Es gibt zweifellos Versuche die Beziehung zwischen Gleichheit und Verschiedenheit zu erfassen, ich will versuchen — vom biblischen Beispiel des Paulus ausgehend — ebenfalls solches zu wagen. Gleichheit und Verschiedenheit sind zwei Pole, zwischen denen wir uns bewegen, mal geht es mehr in die eine Richtung, mal mehr in die andere. Es geht hier gar nicht um die Mitte, sondern um das In-Bewegung-Bleiben. Tatsächlich ist eben manchmal mehr Verschiedenheit nötig und manchmal mehr Gleichheit. Paulus sieht dies offenbar auch so, wenn er im heutigen Abschnitt das „einer in Christus“ betont, im ersten Brief an die Korinther diese Einheit als Leib mit unterschiedlichen Gliedern ausdifferenziert. Vielleicht kann man es so sagen: In der Gleichheit muss immer auch Raum für Verschiedenheit sein, und in der Verschiedenheit muss immer auch Gleichheit wenigstens im Blick sein. Alle haben dieselben Rechte, das ist in einem Rechtsstaat wohl die fundamentale Gleichheit. Mancher wird nun anmerken, dass dies nur in der Theorie so ist. Da ist wohl Wahres dran, nichts auf Erden ist vollkommen, aber bedenken wir auch folgendes: Auch in der Gleichheit der Rechte leuchtet Verschiedenheit auf, deshalb gibt es die Rechtsprechung, jede Situation, über die geurteilt werden muss, ist verschieden und vielschichtig, deshalb gibt es unterschiedliche Urteile, auch wenn sich manches auf den ersten Blick ähnelt. Und in der Verschiedenheit der Begabungen und Funktionen muss immer auch Gleichheit zumindest aufleuchten. Das heißt dann, wir dürfen nicht vergessen, dass jeder Mensch Begabungen hat, und dass Begabungen — wie Paulus im ersten Brief an die Korinther betont — immer der Gemeinschaft dienen müssen. Oder wenn wir das Wort Jesu von der Kreuzesnachfolge hören: Es braucht eine grundlegende Solidarität, weil wir alle eine Last zu tragen haben, das gilt ohne Ausnahme, das ist unsere Gleichheit. Und doch sind es nicht nur verschiedene Lasten, sondern vor allem auch verschiedene Weisen damit umzugehen. Und die sollten wir einander auch zugestehen. Gerade wenn wir Ähnliches zu tragen haben, sollten wir einander beistehen — ohne vom anderen zu verlangen, dass er mit seiner Last genauso umgeht wie ich.

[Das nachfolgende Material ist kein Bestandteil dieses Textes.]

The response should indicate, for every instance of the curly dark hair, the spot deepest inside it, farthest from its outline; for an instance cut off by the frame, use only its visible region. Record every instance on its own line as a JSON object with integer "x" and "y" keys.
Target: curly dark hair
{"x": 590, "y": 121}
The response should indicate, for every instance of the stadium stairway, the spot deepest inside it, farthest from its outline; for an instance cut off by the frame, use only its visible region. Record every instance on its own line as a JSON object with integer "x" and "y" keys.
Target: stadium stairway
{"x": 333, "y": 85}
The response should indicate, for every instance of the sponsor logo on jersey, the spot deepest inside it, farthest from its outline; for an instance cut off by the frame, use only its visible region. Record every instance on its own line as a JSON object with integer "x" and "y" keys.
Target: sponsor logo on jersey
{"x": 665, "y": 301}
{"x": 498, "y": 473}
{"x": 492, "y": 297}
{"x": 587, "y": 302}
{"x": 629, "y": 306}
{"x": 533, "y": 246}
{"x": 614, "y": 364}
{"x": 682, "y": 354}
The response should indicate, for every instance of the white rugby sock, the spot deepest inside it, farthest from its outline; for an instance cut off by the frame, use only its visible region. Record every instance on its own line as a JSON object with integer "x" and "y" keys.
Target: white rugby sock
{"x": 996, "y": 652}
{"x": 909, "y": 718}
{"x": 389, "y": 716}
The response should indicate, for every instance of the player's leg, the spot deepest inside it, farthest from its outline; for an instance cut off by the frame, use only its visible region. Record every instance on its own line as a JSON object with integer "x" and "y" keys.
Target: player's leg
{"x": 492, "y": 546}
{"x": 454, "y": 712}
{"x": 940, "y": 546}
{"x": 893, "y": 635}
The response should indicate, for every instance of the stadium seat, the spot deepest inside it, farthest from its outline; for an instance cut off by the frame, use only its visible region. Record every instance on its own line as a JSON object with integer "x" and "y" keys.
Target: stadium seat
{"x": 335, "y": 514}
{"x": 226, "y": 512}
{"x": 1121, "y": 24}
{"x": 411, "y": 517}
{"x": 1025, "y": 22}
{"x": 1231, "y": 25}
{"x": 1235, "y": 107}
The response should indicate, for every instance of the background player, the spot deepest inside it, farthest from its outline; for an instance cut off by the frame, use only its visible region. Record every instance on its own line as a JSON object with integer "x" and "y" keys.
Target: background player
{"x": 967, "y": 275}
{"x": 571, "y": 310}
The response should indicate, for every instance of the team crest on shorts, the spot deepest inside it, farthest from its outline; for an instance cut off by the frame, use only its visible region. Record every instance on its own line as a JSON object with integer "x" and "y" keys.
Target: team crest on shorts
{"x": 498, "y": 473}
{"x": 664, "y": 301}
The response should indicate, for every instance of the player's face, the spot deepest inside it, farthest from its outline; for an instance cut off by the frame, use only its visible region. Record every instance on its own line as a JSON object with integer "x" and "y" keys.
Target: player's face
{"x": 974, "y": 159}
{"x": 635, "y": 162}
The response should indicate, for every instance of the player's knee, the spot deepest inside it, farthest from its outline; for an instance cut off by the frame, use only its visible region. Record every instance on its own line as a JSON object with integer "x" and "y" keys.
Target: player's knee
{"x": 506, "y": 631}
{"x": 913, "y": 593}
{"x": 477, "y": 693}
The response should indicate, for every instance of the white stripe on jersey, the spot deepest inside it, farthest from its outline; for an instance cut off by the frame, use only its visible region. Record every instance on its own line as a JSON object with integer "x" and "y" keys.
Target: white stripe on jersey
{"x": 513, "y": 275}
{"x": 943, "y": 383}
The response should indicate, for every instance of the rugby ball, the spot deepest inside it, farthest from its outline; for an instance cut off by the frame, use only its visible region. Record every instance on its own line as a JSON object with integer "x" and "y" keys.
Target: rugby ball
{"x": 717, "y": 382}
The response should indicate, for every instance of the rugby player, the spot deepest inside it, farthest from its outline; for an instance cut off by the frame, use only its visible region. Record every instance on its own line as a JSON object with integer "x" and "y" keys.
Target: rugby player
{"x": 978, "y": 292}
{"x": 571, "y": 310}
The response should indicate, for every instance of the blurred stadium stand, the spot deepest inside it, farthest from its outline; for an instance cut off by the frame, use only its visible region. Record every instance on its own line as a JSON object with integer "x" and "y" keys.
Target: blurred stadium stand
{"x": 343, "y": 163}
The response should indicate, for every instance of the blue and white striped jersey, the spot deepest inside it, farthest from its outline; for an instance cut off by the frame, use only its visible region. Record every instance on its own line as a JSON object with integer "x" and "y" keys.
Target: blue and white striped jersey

„Ihr alle seid einer in Christus“, sagt Paulus. Der genaue Blick zeigt uns, dass es ihm nicht um eine Gleichförmigkeit geht, sondern dass wir als Getaufte gerade in der Spannung von Gleichheit und Verschiedenheit „einer in Christus“ sind. Mir scheint heutzutage gerade diese Beziehung zwischen Gleichheit und Verschiedenheit durcheinander geraten zu sein. Beides sind Pole, die zueinander in Spannung stehen, in der Gleichheit muss auch die Verschiedenheit aufleuchten und umgekehrt. Gerade wenn wir beispielsweise eine gleiche oder ähnliche Last zu tragen haben, sollten wir einander beistehen, ohne zu verlangen, dass wir auf dieselbe Weise mit unserer Last umgehen. Einer in Christus sind wir in der lebendigen Spannung von Gleichheit und Verschiedenheit, nicht in Gleichförmigkeit oder Gegeneinander.